Bewohner mit Depressionen, Schizophrenie oder Angstkrankheiten bräuchten eigentlich viel mehr Gespräche, ruhige Gespräche. Doch bis auf die demenzkranken Bewohner, für die es jetzt einen Pflegegrad gibt, ist sowas so gut wie nicht drin.Anja Gärtner, Altenpflegefachkraft
Es fehlt einfach an Manpower. Die den Fachkräften zur Seite gestellten Bereichsassistenten sind eine gut gemeinte Zwischenlösung. Doch da diese nicht am Patienten arbeiten dürfen („nicht einmal eine Begleitung zur Toilette ist erlaubt“), bleiben für sie lediglich Aufgabenfelder wie beispielsweise Fahr- oder Telefondienste. Gärtner sieht eines der Schlüsselthemen in puncto Personalfragen buchstäblich im Schlüssel: im Personalschlüssel. Dieser wird angesetzt an den Pflegegraden, die eine Einrichtung hat. Anhand dessen wird ausgerechnet, wie viele Fachkräfte einer Einrichtung zustehen. „Was hier zu einem Ungleichgewicht führt: Die Bewohner mit einem niedrigeren Pflegegrad haben im Grunde weniger Anspruch auf uns Fachkräfte als jene mit Pflegegrad 4 oder 5, sind aber die, die am häufigsten klingeln. Da reicht es schon, wenn der Vorhang nicht gerade hängt oder ein Stück Zucker schief auf dem Tisch liegt. So bleibt im Alltag oft zu wenig Zeit für jene, deren Anspruch auf Fachpersonal nicht ohne Grund höher ist“, berichtet Gärtner. Leider wird überhaupt nicht berücksichtigt, dass die niedrigeren Pflegegrade oft die zeitintensivsten sind. Die Folge des Personalschlüssels: In der Altenpflege gibt es zu wenige Kräfte für zu viele, teils schwer pflegebedürftige Bewohner. Doch die Altenpflege hat noch mit einem anderen Problem zu kämpfen: ihrem Image.

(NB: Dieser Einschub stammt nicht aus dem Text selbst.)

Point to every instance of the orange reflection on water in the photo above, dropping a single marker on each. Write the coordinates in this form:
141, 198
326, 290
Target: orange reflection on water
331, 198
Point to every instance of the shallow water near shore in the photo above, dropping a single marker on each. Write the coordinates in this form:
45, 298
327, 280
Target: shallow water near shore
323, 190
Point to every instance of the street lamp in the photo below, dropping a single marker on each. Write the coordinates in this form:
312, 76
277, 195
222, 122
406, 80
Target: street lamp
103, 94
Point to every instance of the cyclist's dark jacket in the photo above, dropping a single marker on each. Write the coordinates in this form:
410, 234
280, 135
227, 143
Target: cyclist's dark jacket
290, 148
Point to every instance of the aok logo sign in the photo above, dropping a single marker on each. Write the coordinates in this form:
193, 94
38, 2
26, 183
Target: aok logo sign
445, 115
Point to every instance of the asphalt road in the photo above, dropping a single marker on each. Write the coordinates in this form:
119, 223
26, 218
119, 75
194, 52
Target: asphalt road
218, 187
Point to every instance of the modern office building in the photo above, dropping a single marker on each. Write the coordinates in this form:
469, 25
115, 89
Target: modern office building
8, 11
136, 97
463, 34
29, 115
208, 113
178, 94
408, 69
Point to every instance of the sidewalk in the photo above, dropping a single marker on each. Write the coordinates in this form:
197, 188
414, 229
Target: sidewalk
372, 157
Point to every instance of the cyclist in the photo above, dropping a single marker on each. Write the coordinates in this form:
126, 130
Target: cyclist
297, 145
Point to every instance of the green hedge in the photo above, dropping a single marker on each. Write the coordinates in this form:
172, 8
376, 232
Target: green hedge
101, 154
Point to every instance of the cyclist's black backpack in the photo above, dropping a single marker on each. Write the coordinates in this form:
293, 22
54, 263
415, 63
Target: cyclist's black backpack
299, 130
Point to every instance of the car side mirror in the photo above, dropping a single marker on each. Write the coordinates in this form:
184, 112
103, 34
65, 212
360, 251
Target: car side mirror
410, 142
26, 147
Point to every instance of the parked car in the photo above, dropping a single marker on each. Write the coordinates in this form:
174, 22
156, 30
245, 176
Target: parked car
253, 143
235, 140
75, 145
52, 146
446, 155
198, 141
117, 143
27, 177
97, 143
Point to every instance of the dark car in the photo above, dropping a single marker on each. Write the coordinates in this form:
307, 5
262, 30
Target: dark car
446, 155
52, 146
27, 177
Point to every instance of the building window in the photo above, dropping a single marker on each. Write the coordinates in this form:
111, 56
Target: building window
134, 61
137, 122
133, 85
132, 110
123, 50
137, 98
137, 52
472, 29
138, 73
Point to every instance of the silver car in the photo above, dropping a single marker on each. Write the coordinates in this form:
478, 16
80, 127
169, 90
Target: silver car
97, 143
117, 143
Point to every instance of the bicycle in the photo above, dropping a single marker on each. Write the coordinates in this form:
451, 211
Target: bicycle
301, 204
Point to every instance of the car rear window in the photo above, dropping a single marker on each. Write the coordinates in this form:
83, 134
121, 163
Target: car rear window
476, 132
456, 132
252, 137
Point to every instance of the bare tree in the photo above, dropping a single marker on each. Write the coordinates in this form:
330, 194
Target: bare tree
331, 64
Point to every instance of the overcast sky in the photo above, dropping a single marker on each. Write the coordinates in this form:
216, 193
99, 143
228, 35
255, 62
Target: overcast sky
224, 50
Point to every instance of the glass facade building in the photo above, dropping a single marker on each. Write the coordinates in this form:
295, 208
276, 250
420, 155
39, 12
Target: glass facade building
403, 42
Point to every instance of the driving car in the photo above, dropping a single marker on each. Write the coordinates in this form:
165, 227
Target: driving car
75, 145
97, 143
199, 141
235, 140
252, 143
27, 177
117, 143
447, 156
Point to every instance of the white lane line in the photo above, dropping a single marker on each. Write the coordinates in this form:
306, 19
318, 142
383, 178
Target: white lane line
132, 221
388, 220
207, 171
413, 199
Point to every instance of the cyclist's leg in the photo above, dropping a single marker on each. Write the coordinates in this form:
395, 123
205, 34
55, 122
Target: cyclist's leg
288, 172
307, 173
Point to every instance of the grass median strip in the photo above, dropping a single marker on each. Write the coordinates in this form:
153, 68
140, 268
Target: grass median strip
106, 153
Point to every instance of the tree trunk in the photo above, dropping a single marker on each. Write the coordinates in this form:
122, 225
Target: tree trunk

Auch wir führen Sauerstoffversorgungen, Sondenernährung oder große Wundversorgung durch. Doch dass unser Beruf sehr anspruchsvoll ist, das wird oft nicht gesehen.
Anja Gärtner, Altenpflegefachkraft
Wenig zuträglich ist es da, dass jüngst im Rahmen der neuen Gesetzgebung das Prüfungsniveau für die Altenpflege abgesenkt wurde. Und das obwohl sich der Großteil des potenziellen Nachwuchses aufgrund finanzieller Aspekte eher für eine Karriere als Krankenpfleger entscheidet.